2022_cotton candy with log0

In this post:

I talk about my Christmas holidays in France, about good food and drink, and how I happened to add one more New Year’s resolution to my list. Between Lens and Paris, old boxes, new boxes and memories, some things change, one lives in another country like one lives on another planet, but everywhere I go joy and love are what I crave the most.

It is the end of January and this is my first post of the year 2022 which post, fitting enough, describes the last days of 2021.

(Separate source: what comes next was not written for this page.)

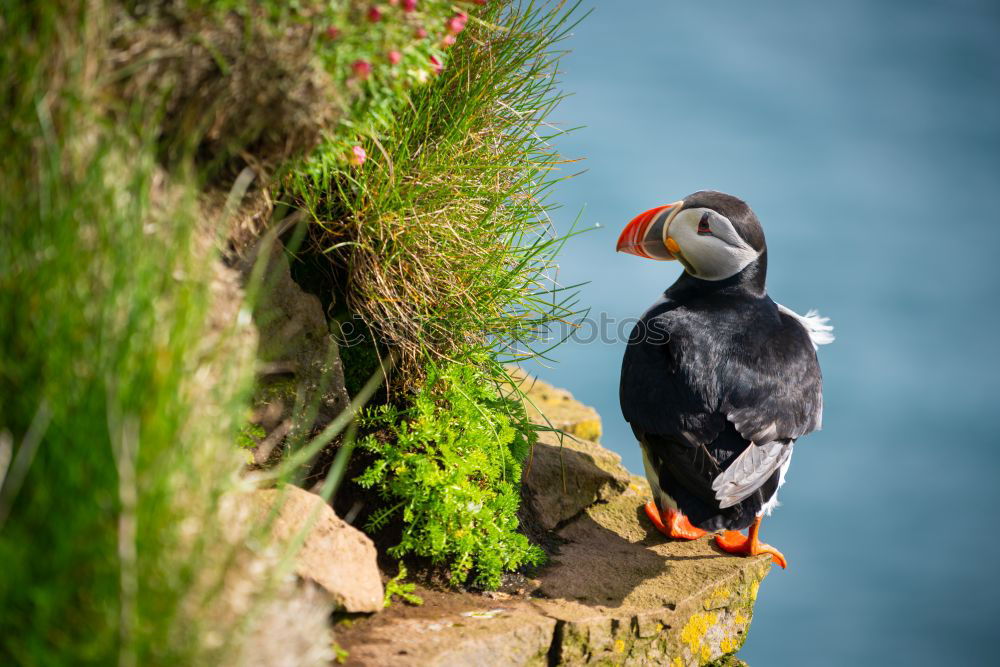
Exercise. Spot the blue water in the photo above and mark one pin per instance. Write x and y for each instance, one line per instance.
(866, 136)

Let’s talk about Christmas, I grew up with Christmas and even if I am not religious anymore I look forward to the season with lots of joy and love. Christmas for me is many things but mostly the season to be with family and when that is not possible, with close friends. We all have different families but similar ideas of what family is and is not. Sometimes families make wonderful safe environments, people who know us and accept us exactly as we are; they can be supportive, loving, the witnesses of the story of ourselves. Families can also be toxic and inflexible, even cold. You can move to another country and they start acting like you died or went to live on another planet and never call you even if video chats are free and they are constantly hooked up to their FB account—Yes, I’m talking about you, Mr. C!—But mostly, families are a mixture of many things and because they are composed of individuals and individuals have their lives and the ups and downs that come with living, sometimes spending Christmas with your family is better than other times. And other times, they can even be boring. That doesn’t face me, my philosophy is that whenever possible, Christmas is for family. If some days during Christmas are more fun than others that is still Christmas and there is joy even in being bored with my family because the most important thing is being together.

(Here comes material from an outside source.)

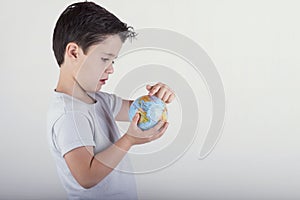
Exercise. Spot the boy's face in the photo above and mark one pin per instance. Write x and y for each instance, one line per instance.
(94, 68)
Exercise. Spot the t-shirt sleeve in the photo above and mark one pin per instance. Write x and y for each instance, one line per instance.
(73, 130)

These last few years, Covid has made spending time with my family even more challenging. Usually, my husband and I take turns spending Christmas either with my side of the family in Puerto Rico or with his side of the family in France. In 2020 it was France time but we couldn’t travel because of the pandemic and also because we were in the middle of preparing our relocation to the UK and we couldn’t make the logistics work in a reasonable way. So we moved the year of our french Christmas to 2021.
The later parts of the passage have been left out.